Milan-Patron Silvio Berlusconi und Chelsea-Eigner Roman Abramovich hätten sich auf Sardinien über das Leihgeschäft geeinigt.

"Andriy ist wie ein Sohn für mich", hatte Berlusconi kürzlich mal wieder verkündet. Geradezu familiäre Bande bringen beide einander nah. Berlusconi ist Patenonkel von Shevchenko-Filius Jordan. 208 Serie-A-Spiele absolvierte "Sheva" für die Rossoneri, erzielte satte 127 Tore. Nach sieben Jahren in der Lombardei folgte der Wechsel zum FC Chelsea - gegen eine klubinterne Rekordablöse von 45 Millionen Euro.
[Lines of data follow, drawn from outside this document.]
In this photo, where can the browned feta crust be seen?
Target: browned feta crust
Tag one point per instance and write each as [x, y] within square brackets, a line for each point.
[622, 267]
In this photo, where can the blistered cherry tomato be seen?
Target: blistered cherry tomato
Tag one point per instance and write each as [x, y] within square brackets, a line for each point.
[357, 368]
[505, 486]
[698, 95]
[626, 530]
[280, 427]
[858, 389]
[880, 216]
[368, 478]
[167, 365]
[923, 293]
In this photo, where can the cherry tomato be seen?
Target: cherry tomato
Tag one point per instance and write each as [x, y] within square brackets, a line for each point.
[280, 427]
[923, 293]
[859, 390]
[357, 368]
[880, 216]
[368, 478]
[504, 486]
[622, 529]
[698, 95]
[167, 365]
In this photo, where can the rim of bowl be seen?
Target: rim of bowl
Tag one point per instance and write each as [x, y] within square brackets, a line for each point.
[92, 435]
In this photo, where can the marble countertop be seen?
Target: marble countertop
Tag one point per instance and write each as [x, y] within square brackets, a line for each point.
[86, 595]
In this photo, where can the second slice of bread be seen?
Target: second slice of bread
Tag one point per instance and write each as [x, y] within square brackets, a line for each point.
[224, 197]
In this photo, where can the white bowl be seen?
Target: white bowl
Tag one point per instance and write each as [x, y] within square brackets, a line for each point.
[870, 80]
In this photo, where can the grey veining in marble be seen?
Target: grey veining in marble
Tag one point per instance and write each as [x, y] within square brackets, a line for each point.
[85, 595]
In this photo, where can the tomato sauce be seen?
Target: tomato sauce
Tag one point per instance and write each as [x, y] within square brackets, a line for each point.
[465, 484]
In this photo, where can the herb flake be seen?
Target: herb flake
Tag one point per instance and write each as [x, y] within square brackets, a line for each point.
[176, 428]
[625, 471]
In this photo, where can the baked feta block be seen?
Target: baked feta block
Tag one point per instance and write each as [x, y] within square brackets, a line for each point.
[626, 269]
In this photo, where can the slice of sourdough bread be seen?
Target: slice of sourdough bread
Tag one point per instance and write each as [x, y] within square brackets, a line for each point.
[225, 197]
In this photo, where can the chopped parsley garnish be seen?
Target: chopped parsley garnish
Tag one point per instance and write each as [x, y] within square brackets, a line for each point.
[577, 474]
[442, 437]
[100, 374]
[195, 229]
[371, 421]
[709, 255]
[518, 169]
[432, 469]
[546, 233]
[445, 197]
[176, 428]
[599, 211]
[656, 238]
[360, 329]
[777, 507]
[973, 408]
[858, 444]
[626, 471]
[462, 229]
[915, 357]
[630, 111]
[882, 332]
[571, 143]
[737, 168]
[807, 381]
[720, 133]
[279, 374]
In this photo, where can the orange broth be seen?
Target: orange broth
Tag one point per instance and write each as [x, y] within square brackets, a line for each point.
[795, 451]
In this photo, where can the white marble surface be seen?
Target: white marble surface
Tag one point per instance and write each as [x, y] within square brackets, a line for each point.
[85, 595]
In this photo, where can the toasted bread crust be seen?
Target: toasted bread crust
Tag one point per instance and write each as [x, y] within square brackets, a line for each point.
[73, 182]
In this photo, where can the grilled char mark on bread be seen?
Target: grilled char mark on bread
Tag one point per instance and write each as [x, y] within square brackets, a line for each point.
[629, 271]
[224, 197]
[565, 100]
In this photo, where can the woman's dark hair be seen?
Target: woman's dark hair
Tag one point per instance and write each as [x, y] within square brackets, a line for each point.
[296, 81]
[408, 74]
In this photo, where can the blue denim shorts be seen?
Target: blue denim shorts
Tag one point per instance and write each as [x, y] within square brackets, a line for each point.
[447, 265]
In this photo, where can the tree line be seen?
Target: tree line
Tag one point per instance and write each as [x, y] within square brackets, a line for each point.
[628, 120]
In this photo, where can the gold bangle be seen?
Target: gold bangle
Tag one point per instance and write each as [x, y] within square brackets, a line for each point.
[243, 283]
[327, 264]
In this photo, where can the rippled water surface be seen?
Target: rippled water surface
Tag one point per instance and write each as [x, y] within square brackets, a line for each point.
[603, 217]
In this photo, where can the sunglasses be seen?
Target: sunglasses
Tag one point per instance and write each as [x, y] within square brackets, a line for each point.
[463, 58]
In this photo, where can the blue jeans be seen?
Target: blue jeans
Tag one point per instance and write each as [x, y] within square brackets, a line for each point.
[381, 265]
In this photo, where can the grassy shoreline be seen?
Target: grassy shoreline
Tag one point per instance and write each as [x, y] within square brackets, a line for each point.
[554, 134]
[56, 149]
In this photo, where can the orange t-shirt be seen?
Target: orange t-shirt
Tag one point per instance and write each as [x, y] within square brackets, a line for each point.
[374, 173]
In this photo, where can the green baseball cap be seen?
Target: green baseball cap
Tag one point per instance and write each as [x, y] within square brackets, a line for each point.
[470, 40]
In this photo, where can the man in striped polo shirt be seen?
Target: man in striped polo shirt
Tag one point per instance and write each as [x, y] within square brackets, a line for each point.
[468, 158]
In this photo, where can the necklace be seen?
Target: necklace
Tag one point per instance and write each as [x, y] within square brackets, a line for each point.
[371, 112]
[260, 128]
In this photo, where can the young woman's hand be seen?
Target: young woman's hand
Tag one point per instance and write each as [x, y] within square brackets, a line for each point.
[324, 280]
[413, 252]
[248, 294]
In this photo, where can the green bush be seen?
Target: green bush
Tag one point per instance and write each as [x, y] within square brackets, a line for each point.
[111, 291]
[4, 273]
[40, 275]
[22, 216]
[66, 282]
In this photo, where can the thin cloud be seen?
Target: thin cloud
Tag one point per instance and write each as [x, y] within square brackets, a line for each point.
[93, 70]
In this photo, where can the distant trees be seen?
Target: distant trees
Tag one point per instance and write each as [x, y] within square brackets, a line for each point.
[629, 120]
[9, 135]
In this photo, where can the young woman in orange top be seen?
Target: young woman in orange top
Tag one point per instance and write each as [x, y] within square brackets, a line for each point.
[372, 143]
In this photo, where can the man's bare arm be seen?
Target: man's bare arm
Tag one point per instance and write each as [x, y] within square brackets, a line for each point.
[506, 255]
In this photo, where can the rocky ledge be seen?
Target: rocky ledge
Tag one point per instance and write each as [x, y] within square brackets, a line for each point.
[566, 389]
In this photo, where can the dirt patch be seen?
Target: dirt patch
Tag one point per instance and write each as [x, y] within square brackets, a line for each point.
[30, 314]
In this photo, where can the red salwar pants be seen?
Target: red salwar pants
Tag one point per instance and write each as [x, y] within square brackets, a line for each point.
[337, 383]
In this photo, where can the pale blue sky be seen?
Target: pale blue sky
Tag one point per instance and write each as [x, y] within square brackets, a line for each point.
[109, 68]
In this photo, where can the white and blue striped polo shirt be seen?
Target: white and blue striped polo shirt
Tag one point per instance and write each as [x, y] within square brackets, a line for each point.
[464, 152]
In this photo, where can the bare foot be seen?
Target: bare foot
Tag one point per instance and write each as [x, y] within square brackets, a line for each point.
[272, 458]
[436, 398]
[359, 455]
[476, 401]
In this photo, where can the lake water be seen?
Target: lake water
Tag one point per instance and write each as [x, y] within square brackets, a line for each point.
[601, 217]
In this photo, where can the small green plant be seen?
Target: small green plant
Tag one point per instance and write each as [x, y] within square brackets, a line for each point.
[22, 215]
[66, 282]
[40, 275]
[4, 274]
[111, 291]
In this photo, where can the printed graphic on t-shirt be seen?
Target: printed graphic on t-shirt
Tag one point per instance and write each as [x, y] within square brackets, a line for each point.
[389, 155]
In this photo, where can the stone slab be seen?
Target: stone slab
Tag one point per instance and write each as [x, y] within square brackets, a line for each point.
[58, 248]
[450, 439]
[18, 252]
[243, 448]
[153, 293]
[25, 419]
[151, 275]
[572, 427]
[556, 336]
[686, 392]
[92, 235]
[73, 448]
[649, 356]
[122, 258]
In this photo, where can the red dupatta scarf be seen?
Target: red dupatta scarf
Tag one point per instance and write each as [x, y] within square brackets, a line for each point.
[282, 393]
Danach ging's bergab mit dem Osteuropäer. In 47 Premier-League-Spiele kam er gerade einmal auf neun Treffer.

Shevchenko soll Milan wieder zum Scudetto schießen. Mit Ronaldinho, Zambrotta und Flamini gab es bereits namhafte Verstärkungen. Berlusconi verlangt wie eigentlich in jedem Jahr den Meistertitel. Das Duell Milan gegen Juventus um die traditionelle Berlusconi-Trophäe in San Siro macht Hoffnung: Gleich mit 4:1 (Tore: Jankulovski, zweimal Ambrosini sowie Inzaghi) gewannen die Rotschwarzen.

Trainer Carlo Ancelotti verlangt indes nach einem weiteren Innenverteidiger. Chelsea verhinderte unter der Woche einen Transfer des 24-jährigen Branislav Ivanovic nach Norditalien. Olympia-Teilnehmer Thiago Silva (Fluminense) steht nun hoch im Kurs.

Und Kaka? Der Weltfußballer des Jahres 2007 war in den Medien wiederholt mit den Blues in Verbindung gebracht worden. Ob Roman Abramovich wirklich einen Blanko-Scheck für den Brasilianer geboten habe? "Abramovich? Kenne ich nicht", sagte Silvio Berlusconi schmunzelnd.